BB contributor Ben Marks tells us of a new documentary film in production about UCLA's Quidditch team that Ben's son founded in 2009:
In May of 2011, when filmmaker Farzad Nikbakht Sangari was relatively early in his career as an M.F.A. candidate at UCLA's School of Theater, Film and Television, he noticed a co-ed group of students on the university's Intramural field, running around with short brooms between their legs. Hurling underinflated volley balls and dodge balls at each other, as well as through hula hoops on opposite ends of the field, it turned out they were playing Quidditch, the fictional game made famous in the Harry Potter books and movies.
"I stopped and looked," he recalls, "and I saw that a lot of other people were looking, too. That sort of caught my eye." Nikbakht Sangari immediately began documenting the students and their practice sessions, producing a short film for one of his classes. By fall, he was following the team obsessively, and did so all the way to the 2011 Quidditch World Cup in New York City. One-hundred-and-seven hours of footage and two years later, a Kickstarter for "Mudbloods," his feature-length documentary about the team and sport (produced by newly minted UCLA grad Eric Martin) has been launched, featuring a funny, heart-stopping trailer that captures the quirky spirit and full-contact action of the game.
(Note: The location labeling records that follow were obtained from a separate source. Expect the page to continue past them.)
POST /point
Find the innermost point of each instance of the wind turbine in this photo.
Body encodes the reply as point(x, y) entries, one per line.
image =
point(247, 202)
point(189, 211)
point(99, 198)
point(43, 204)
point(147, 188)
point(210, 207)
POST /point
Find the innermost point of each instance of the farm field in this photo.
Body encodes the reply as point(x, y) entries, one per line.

Though initially drawn to his subject for the range of responses it elicited from bystanders, Nikbakht Sangari soon realized that there was something deeper going on here. "When I was growing up in Iran," he says, "I fell in love with reading and books. I loved the idea that these players had taken something that came out of a novel and were doing something positive and creative with it, making fiction tangible and real."
Nikbakht Sangari also loved the idea that the co-ed group of students, who were definitely athletic but would probably not have made the cut on UCLA's prime-time basketball or football squads, had created a vehicle that gave them the sense of camaraderie that comes from being on a team, as well as a way to represent their community and school. "They did all this themselves," he says. "They didn't have to be on one of the school's established teams to enjoy the benefits of the camaraderie you get when playing sports. They made it happen on their own terms."
With or without the Kickstarter funds, the plan is to finish the post-production by the end of the year and submit the film to festivals in the coming months. In the meantime, Nikbakht Sangari is grateful he wandered by those kids running around with brooms between their legs more than two years ago. "I was very fortunate to be in the right place at the right time," he says, "to meet a bunch people who were just really interesting characters—funny, smart, creative, self-aware, self-deprecating. It also looked like they were just having a great time."